Of course, the guide number depends on the type and the efficiency of reflector used. It will be higher if you’re shooting in a small room with white painted walls and ceiling. It will be a lot lower if you use an umbrella or softbox to diffuse the light. It will be lower still if you use a spotlight or honeycomb to control the light, but it’s the best guide there is.
I think it’s fair to say that 300J is plenty for most home studio use with a 35mm or digital SLR camera. Larger cameras (medium and large format) need a lot more power, so do large groups of people or complex still life shots. A lot of people are happy with less power, preferring to increase the ISO setting on their camera when they need more power. Increasing the ISO setting reduces the image quality but different people have different needs.
Umbrella reflector, half the power output of the standard reflector
High intensity reflector, 6 times the power of the standard reflector
Standard reflector. This is the reflector that should be used when measuring guide numbers
It’s no good having power if you can’t adjust it! Most modern flash heads can adjust from full to 1/16th or 1/32nd power. That’s a pretty good range and is plenty for most situations. Some have an even greater range of power adjustment but too much adjustment causes its own problems, so if you get a flash with 6 or 7 stops of adjustment, don’t assume that it’s better—it may not be usable at the very lowest power settings because the color temperature of the light may be unacceptable at low settings. If you really need to reduce the power more, just fit a neutral density gel over the light to cut down the power.
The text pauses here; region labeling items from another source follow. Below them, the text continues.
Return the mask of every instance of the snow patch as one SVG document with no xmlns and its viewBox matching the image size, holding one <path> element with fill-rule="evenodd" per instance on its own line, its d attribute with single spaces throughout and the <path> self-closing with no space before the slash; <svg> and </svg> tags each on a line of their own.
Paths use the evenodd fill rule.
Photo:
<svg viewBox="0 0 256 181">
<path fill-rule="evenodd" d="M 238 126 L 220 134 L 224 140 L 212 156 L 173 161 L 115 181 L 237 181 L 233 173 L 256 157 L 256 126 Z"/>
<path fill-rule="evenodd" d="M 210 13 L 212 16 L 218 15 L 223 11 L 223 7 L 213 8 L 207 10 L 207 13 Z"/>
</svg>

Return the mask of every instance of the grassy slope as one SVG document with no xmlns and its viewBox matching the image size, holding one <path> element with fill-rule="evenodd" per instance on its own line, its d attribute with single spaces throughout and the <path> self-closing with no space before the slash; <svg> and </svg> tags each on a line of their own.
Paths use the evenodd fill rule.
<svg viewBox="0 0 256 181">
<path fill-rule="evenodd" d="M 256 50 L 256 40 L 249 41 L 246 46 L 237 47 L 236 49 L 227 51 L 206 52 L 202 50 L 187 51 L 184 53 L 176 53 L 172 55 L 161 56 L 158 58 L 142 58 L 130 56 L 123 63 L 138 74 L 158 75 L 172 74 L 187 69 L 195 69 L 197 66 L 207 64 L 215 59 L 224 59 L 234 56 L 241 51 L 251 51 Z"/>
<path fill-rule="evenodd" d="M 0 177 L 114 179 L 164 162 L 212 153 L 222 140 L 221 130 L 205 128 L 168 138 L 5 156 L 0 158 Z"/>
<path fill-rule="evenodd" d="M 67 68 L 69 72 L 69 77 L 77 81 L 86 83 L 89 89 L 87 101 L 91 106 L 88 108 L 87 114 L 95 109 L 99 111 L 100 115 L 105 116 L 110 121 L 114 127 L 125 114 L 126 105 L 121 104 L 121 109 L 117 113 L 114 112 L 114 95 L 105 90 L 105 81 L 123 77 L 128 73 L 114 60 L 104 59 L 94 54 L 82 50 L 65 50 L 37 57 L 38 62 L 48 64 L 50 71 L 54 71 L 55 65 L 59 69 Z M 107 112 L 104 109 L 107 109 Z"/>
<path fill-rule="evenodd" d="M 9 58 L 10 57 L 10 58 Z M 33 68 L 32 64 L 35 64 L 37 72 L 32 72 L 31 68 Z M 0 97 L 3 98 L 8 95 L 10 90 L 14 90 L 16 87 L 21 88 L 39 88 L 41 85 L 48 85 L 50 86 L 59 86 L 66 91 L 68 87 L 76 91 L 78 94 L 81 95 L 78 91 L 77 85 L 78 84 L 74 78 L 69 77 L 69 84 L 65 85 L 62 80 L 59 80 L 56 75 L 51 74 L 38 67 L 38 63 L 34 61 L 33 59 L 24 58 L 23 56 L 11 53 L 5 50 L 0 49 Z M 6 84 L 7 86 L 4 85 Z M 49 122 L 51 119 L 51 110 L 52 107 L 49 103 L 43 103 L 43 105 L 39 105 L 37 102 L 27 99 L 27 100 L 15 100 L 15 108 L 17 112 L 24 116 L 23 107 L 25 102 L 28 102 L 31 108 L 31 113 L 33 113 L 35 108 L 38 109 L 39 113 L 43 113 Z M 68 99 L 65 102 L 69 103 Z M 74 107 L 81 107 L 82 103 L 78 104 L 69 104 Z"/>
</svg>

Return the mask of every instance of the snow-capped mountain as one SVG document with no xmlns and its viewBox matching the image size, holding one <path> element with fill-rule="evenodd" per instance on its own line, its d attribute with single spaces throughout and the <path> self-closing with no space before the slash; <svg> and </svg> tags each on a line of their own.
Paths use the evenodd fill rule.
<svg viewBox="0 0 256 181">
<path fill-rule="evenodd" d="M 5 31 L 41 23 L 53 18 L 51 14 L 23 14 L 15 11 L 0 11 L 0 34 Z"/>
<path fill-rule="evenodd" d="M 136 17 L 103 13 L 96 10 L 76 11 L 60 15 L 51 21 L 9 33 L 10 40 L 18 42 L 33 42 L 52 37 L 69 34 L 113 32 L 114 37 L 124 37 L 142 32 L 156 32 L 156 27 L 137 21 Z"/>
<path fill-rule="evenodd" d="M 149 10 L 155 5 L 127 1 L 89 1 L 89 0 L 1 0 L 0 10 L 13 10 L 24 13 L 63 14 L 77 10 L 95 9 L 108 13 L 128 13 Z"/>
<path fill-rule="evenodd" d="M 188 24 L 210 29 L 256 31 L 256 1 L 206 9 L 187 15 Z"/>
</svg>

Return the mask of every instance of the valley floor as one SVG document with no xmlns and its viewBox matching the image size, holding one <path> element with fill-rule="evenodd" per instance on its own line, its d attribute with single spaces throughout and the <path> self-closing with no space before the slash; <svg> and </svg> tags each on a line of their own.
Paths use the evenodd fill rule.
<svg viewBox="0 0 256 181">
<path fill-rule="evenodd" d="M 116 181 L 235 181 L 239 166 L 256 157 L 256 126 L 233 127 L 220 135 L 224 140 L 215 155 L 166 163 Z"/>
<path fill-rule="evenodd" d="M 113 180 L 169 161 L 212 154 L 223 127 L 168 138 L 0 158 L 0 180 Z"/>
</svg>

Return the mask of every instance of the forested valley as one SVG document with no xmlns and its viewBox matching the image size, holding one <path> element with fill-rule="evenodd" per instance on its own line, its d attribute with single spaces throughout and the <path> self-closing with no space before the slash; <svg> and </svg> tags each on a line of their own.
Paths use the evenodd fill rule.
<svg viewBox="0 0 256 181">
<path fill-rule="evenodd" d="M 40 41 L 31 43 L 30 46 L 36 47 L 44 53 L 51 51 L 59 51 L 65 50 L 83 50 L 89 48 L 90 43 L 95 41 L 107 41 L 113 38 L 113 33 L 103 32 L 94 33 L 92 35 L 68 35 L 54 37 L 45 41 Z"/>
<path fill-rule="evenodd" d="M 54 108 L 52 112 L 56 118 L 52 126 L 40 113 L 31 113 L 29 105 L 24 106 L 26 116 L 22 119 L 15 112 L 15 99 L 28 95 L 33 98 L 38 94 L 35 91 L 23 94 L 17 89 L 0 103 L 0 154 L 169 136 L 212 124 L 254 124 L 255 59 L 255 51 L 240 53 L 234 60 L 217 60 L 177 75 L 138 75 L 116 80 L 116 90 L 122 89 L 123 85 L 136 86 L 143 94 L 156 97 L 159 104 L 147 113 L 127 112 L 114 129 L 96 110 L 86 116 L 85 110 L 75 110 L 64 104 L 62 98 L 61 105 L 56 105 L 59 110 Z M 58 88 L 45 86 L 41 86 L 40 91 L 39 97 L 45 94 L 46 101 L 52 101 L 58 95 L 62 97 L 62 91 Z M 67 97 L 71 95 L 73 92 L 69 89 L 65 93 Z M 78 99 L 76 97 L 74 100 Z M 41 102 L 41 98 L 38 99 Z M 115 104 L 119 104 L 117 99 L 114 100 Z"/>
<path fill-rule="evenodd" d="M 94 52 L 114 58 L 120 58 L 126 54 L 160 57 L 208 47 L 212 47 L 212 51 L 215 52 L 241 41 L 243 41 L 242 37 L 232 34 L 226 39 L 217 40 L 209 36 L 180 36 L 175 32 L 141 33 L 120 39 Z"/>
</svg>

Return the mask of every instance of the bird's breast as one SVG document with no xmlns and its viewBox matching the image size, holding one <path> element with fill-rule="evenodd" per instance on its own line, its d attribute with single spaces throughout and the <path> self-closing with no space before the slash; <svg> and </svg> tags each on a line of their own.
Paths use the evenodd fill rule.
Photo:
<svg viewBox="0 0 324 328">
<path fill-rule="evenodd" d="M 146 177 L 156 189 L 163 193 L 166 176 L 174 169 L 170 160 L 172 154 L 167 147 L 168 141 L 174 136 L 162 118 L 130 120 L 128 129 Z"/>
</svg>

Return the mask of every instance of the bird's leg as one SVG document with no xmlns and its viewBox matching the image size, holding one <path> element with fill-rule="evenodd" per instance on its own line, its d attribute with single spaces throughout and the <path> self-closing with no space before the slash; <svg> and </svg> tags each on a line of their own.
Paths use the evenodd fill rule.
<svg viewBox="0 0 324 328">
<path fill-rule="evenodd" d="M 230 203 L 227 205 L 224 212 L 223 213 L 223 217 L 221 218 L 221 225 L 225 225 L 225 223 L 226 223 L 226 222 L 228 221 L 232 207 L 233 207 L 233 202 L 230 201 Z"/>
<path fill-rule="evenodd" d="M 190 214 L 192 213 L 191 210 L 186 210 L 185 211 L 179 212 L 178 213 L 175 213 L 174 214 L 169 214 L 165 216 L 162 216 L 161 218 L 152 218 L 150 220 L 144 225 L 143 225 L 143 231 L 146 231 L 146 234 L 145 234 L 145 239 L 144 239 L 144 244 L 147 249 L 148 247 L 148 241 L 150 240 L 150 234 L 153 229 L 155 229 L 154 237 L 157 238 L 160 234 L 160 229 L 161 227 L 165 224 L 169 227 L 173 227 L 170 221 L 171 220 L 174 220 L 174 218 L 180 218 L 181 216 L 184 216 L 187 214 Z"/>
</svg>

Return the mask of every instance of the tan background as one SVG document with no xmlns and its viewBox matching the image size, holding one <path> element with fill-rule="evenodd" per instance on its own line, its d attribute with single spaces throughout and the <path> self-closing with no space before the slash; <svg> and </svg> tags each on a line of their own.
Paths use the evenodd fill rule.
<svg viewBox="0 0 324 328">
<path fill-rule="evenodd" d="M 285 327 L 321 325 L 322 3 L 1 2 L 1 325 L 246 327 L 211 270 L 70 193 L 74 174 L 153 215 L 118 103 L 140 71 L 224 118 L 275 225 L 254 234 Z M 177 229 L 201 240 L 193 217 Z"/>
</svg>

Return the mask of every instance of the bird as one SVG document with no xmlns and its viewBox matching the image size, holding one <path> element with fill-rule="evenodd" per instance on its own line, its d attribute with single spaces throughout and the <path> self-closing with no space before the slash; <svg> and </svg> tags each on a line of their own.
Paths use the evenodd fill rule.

Some flash heads have a “click stop” adjustment—the adjustment is something like full power, 1/2, 1/4, etc. Others have a “stepless” adjustment—the power can be set literally anywhere. Stepless control is far better because it allows very precise adjustment.
flash head with fixed reflector
In the UK, the main fittings are Elinchrom and Bowens, although there are others. There’s nothing to choose between them but there are more manufacturers of accessories available for Bowens (also known as S-fit) than for Elinchrom. Bowens fit accessories that are usually a lot cheaper too.
Some makes have different fittings and some use more than one. At the time of writing this article, Interfit has some lights that use their own fitting, some that use Bowens and some that use Elinchrom. Bear in mind that you’ll be limited to accessories that fit your lights. You can’t for example use Elinchrom fitting accessories on Bowens fitting lights. The same accessory fittings are available in the U.S.A., but the choices also include Balcar, Speedtron and a few others.
There are some lights that don’t have interchangeable accessories at all—the reflectors are fixed.
These lights tend to be at the cheaper end of the range and, although the suppliers can normally supply accessories to fit them, you’ll be pretty limited. You also won’t be able to control the quality of the light as much as if you have lights with Bowens, Elinchrom or another popular fit. Another limitation is that the non-removable reflector stops the light from bouncing around inside a softbox as well as it should. Whether that matters to you or not will depend on the type of photography that you want to do (or that you might want to do in the future). I’m not advising against lights that have fixed reflectors—it might be better for you to spend less and get less, but it’s something that you ought to bear in mind when you make your choice.